Het ministerie van Sociale Zaken regelde de verandering door middel van een koninklijk besluit. Maar zo’n besluit kan volgens de rechtbank van Breda een wet niet ongedaan maken, omdat een wet hogere regelgeving is. Het UWV gaat in hoger beroep. Het ministerie van Sociale Zaken laat weten dat het deze uitspraak afwacht.
Het koninklijk besluit betekende dat alle kleine bedrijven een WAO-premie betaalden van 2,38 procent van de loonsom. Voor de meerderheid van de bedrijven die geen boete betaalden, betekende dat een premieverhoging van 1 procentpunt.

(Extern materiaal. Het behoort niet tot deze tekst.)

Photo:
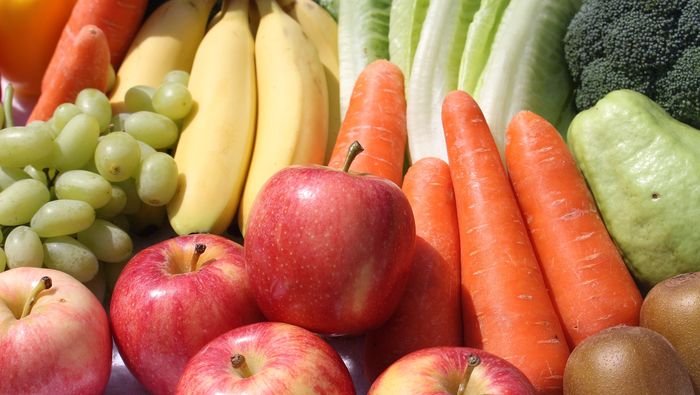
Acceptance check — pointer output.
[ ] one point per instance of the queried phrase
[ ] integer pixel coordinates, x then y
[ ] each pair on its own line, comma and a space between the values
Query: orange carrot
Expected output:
588, 280
506, 308
83, 65
429, 314
118, 19
376, 117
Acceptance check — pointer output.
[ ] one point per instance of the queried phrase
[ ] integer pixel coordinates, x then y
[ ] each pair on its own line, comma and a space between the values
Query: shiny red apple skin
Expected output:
160, 319
283, 359
439, 370
63, 346
329, 251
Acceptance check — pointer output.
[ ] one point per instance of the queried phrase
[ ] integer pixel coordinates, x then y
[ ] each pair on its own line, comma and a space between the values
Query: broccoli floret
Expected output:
600, 76
648, 46
677, 93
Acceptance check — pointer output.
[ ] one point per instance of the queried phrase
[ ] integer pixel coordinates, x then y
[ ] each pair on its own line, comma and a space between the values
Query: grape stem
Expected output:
7, 105
43, 284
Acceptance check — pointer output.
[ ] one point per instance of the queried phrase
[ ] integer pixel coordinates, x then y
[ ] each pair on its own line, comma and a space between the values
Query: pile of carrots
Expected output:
91, 45
513, 259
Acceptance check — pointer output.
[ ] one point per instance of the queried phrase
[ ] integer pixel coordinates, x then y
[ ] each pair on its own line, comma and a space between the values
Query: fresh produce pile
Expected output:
485, 196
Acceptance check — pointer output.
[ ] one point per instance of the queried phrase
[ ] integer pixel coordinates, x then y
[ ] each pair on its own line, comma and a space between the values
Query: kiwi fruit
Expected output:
672, 308
626, 360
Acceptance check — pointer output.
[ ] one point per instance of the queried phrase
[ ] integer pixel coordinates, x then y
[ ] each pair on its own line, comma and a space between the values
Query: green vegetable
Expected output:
331, 6
363, 37
643, 168
405, 23
479, 40
434, 73
526, 69
652, 47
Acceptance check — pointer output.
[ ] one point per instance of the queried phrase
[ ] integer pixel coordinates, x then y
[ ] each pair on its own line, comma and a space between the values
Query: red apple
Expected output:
174, 297
60, 343
266, 358
451, 371
329, 250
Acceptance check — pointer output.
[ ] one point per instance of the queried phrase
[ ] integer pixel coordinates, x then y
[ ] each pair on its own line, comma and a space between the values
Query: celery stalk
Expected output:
363, 37
405, 23
434, 73
526, 69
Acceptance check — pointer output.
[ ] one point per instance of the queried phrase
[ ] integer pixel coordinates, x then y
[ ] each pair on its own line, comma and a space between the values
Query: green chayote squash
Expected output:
643, 168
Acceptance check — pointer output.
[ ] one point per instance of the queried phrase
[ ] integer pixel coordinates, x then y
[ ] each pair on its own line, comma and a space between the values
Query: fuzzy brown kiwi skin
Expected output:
672, 308
626, 360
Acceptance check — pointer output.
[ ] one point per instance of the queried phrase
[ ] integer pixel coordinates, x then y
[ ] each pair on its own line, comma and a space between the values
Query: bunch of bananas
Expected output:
264, 81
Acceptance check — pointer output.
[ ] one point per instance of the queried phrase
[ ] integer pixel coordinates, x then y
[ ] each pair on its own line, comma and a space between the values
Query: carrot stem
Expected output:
7, 99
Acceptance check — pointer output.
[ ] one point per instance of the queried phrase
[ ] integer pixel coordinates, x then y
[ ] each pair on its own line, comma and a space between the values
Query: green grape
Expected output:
90, 166
23, 248
154, 129
84, 185
118, 122
76, 143
122, 222
70, 256
23, 146
117, 156
133, 202
46, 127
63, 113
179, 76
21, 200
93, 102
138, 98
62, 217
157, 179
9, 175
107, 241
146, 150
173, 100
115, 206
36, 174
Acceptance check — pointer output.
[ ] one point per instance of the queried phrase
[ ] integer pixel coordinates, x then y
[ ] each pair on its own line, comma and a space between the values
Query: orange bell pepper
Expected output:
29, 31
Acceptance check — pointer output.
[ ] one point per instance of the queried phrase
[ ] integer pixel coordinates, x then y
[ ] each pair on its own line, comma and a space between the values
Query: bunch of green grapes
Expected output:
69, 186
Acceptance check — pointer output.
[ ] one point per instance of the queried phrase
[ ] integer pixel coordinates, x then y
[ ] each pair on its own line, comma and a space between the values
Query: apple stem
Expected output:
238, 362
44, 283
473, 361
199, 249
354, 150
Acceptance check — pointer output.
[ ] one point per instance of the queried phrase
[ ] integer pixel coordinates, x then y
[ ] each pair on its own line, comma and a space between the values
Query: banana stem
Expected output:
44, 283
267, 7
7, 105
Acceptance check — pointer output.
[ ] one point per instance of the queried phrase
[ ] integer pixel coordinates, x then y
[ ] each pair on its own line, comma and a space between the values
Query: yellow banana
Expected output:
320, 27
167, 41
215, 146
292, 102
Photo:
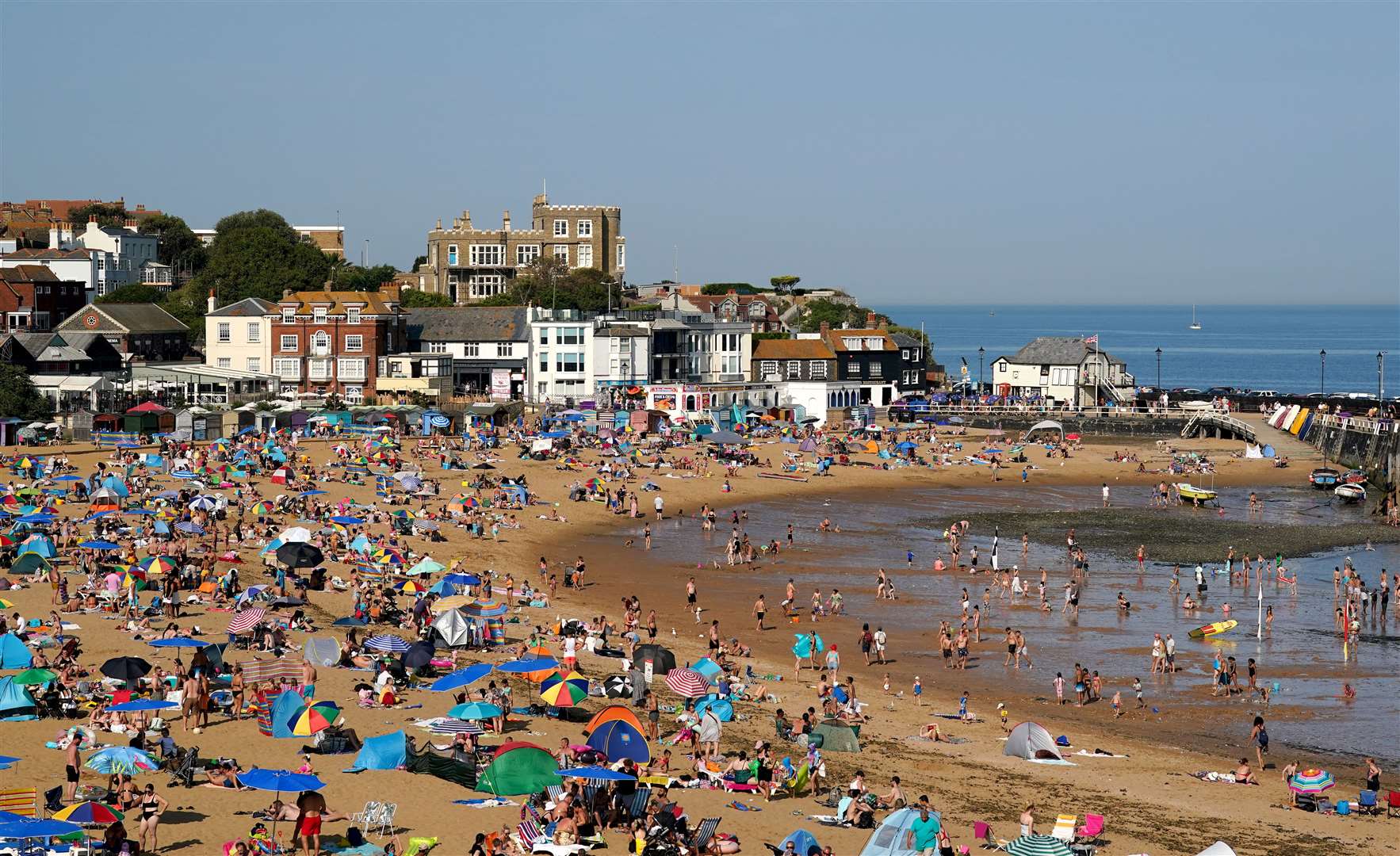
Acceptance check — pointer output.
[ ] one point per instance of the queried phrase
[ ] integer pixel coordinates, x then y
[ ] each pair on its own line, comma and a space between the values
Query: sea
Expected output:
1241, 346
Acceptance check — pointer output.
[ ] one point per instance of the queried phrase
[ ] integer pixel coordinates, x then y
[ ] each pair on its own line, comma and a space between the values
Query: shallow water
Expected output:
1302, 654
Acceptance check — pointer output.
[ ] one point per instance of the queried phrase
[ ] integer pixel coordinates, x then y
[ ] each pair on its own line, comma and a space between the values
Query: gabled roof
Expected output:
128, 318
1054, 350
793, 349
245, 308
335, 303
835, 338
469, 323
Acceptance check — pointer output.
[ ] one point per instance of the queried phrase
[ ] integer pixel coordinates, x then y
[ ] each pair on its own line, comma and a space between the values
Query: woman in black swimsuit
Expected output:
153, 806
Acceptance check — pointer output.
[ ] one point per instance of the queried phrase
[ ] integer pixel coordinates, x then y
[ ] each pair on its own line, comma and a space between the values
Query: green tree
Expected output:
179, 246
20, 398
412, 298
258, 255
784, 283
108, 216
135, 292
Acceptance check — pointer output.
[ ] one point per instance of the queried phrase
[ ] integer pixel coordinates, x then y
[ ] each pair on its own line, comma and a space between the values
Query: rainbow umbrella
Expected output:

Begin vorig jaar tekenden daarom meer dan 30.000 kleine bedrijven protest aan tegen het besluit. Inmiddels is het UWV vijf proefprocessen begonnen om de bezwaarschriften in één keer te mogen verwerken. Volgens de woordvoerder van het instituut wilden een „stuk of tien” bedrijven daar niet op wachten.
Overigens wil het kabinet kleine bedrijven in de toekomst weer beboeten voor hun WAO-instroom. De bedrijven gaan een premie betalen waarvan de hoogte per branche verschilt. In een branche waar veel werknemers in de WAO belanden, wordt de premie hoger dan in een sector met weinig arbeidsongeschikten.